Ten controversial opinions about medical AI

So, would you believe that in over 3 years of blogging, I have never done a low-effort, low-information, clickbait post? Bizarre, I know, but that changes today.

Honestly though, I’ve wanted to put together a list like this for a while. I’ve had a lot of twitter discussions around these topics, and these are all things I believe strongly but other clever people disagree with. So here you are, a list of opinions I hold that are more or less outside the common consensus.

Non-standard disclaimer: this post is all my personal opinion, with very little evidence. Take with salt for best results.

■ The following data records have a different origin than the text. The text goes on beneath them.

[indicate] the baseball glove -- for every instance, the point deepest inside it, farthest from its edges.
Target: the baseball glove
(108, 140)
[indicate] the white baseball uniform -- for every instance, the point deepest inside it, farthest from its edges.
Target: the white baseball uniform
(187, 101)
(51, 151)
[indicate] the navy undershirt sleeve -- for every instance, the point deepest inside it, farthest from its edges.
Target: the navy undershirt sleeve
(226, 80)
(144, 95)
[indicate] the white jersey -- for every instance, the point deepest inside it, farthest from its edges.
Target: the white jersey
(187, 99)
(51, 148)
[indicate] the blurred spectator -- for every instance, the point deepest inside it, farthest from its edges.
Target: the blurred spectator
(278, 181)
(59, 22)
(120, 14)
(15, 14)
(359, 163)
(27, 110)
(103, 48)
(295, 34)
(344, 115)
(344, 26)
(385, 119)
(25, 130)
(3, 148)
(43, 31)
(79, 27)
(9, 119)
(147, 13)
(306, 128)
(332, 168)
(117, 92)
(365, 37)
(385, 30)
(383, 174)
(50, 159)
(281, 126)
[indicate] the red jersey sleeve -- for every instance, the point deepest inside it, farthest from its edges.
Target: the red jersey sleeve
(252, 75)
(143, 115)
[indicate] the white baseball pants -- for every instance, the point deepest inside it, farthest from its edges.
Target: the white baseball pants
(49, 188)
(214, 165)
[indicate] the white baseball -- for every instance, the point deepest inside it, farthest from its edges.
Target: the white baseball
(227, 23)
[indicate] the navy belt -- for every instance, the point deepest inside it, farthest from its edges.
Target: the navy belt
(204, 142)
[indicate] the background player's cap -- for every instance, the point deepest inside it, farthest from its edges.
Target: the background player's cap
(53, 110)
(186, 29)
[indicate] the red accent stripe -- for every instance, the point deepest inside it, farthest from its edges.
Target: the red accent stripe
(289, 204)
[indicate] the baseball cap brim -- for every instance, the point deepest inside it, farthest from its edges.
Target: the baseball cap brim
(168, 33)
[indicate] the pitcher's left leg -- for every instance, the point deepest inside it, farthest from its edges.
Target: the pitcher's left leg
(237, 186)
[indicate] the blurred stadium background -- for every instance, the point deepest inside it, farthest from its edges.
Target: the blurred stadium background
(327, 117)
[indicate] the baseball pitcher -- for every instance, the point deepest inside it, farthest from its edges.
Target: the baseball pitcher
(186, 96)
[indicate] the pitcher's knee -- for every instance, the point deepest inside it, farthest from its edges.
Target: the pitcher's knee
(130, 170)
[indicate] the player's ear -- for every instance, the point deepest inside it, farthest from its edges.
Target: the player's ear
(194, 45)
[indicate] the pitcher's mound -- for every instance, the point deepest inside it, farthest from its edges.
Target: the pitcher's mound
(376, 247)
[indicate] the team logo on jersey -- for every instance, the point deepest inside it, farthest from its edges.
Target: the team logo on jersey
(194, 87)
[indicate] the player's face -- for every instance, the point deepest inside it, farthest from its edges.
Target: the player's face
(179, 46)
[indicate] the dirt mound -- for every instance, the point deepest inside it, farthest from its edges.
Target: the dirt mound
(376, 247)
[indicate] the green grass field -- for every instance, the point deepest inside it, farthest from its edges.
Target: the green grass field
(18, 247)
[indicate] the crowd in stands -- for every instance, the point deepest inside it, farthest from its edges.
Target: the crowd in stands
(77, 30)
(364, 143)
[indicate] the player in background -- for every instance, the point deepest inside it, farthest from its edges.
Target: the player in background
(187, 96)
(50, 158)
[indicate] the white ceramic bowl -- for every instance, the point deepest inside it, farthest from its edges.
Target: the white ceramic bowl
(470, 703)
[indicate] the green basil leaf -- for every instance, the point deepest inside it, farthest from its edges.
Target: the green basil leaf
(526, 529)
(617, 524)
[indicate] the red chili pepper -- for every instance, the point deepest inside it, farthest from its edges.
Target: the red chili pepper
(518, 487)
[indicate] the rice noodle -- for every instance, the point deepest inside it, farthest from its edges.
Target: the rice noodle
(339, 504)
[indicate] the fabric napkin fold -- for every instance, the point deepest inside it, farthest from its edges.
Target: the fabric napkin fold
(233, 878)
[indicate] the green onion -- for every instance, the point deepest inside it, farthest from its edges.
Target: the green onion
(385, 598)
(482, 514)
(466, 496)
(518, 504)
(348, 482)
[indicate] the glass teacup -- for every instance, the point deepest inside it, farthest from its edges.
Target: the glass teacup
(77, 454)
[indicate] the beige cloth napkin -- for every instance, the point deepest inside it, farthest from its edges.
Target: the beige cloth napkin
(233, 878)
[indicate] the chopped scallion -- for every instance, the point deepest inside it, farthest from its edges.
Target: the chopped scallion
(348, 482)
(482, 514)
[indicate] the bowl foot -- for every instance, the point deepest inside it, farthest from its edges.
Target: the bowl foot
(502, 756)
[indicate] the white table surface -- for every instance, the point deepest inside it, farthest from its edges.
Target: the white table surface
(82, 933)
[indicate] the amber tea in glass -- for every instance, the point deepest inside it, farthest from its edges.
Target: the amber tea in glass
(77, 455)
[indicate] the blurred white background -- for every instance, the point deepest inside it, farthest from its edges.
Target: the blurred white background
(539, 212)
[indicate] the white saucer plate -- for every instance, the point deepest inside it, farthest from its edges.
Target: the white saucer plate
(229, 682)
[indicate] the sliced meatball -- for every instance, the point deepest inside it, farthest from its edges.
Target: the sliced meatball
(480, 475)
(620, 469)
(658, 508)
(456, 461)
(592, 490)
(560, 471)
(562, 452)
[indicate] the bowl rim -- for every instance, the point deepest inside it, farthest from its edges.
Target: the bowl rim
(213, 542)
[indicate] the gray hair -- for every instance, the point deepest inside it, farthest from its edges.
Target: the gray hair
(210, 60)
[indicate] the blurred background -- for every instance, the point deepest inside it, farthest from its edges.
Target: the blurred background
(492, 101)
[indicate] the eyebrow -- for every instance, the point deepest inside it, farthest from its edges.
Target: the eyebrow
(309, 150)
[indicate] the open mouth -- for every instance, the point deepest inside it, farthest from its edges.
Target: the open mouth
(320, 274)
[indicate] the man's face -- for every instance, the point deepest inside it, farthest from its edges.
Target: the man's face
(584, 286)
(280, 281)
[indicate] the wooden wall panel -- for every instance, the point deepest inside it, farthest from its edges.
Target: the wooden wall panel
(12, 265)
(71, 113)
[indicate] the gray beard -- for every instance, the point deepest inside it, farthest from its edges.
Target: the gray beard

  1. Open data is not necessarily good. Data is the main competitive advantage a company has to bring a product to market (which costs millions of dollars). If they don’t have this advantage, they have a much less certain return on investment. Why spend millions on a product that anyone can build? Open data could actually slow the pace of progress, where we end up with lots of research papers but no products. Open data is also is a terrible thing for generalisability, as everyone overfits massively to “be the best” on public datasets.tenor
    I’m not giving up my first mover advantage.
  2. “Normal vs abnormal” is a terrible task to train a model for. The abnormal class is so broad and diverse that your data will never cover it well, and your ability to notice rare subgroup errors will be very low (since you wont have any cases). I expect a huge spike in the rate of missed bone tumours if anyone brings an “normal chest xray” detector to market.tumblr_m7fmdyrbie1r5lk54o2_500
    Exactly Ford. Without the darkness, how would we recognise the light?
  3. “Artificial intelligence” is a great term. We all know what it means, it brings in interest and money to the field, and frankly what we do is magic* so let’s just run with it.
    Which is more magical, magitech or technomagic?
  4. Deep learning is pretty useless for EHR data. Not only is deep learning meh with unstructured** data like EHR records, but I don’t see any reason to expect breakthroughs. Deep learning works in images, text, sound, and so on because it looks for a very narrow subset of possible features (i.e., those with spatial relationships). EHR data has no internal structure^, so DL is no better than simpler ML models.
  5. End-user interpretability is over-rated. If your model works, most doctors will gleefully and immediately cede all related decision making to the AI, without the need for intepretability tools. At best, interpretability methods will provide a (false?) sense of security to clinicians^^. That said, faux-interpretable systems will probably sell better to CIOs trying to look “safety first”, so  the current practice of adding heatmaps to everything makes a certain amount of cynical sense.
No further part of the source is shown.